Rebels stay at a retreat house prior to attack

THE daughter of one of the persons hired by New People’s Army (NPA) in its operation against Del Monte Philippines and Dole-Stanfilco in Bukidnon said the rebels stayed at a retreat house near the Mount Kitanglad range before the attack happened Tuesday night.

The rebels attacked Del Monte and Dole’s plantation offices and truck yard in Camp Phillips, Bukidnon, Tuesday, killing one security guard and wounding two others. The rebels also burned several heavy equipment owned by Del Monte.

A 37-year-old truck owner (name withheld upon the request of family members) told Sun.Star Cagayan de Oro that on February 18, inside Gate 3 of the Macabalan port in Cagayan de Oro, a young woman named “Lorna,” in her 20s, asked him if she can hire his six-wheeler truck to get vegetables from Barangay Dahilayan in Manolo Fortich, Bukidnon, the next day, February 19.

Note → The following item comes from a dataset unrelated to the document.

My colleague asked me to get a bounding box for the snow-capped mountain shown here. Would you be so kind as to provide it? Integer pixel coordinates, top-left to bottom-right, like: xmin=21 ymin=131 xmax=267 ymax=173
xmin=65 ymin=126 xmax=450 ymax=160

The truck owner accepted Lorna’s offer. She promised to pay him P5,000.

The truck owner’s daughter recalled that her father left their house in Barangay Lapasan, Cagayan de Oro City past 10 a.m. of February 19, thinking he would be transporting vegetables, as what Lorna said. Little did he know that he would be hired for the operation of the NPA against Del Monte and Dole-Stanfilco later that night.

“I heard him calling (to Lorna) before he left our house that they would meet somewhere in Gusa to pick up her other colleagues, those he said were two men,” the daughter said in the vernacular.

She recalled that her father promised to return that night. Later, he called up her mother and asked them to pray that everything will be alright.

She said that based on what her father told them over the phone around 7 p.m., there were more than a hundred people believed to be members of the NPA, mostly young.

There were also 39 other drivers and truck owners just like her father who were hired for the rebels’ operation that night.

The daughter said before the siege took place within the premises of Camp Phillips, some rebels and the drivers “checked in” at a retreat house near the Mount Kitanglad range, which he identified as part of a palm oil plantation owned by A. Brown Company.

“They (rebels) assured my father that they will not harm them because they are not involved,” the daughter said.

She said past 8:30 p.m., the rebels left the retreat house and paid his father P5,000 as promised.

“My father and the rest of the truck drivers and owners were safe yesterday (Wednesday) morning inside the retreat houses when joint forces of the military and police came,” she said.

It was learned that most of the hired drivers came from Iligan City.

Based on reports, the NPA rebels hired three vans and two elf trucks, which were reportedly recovered by elements of the Bukidnon provincial police.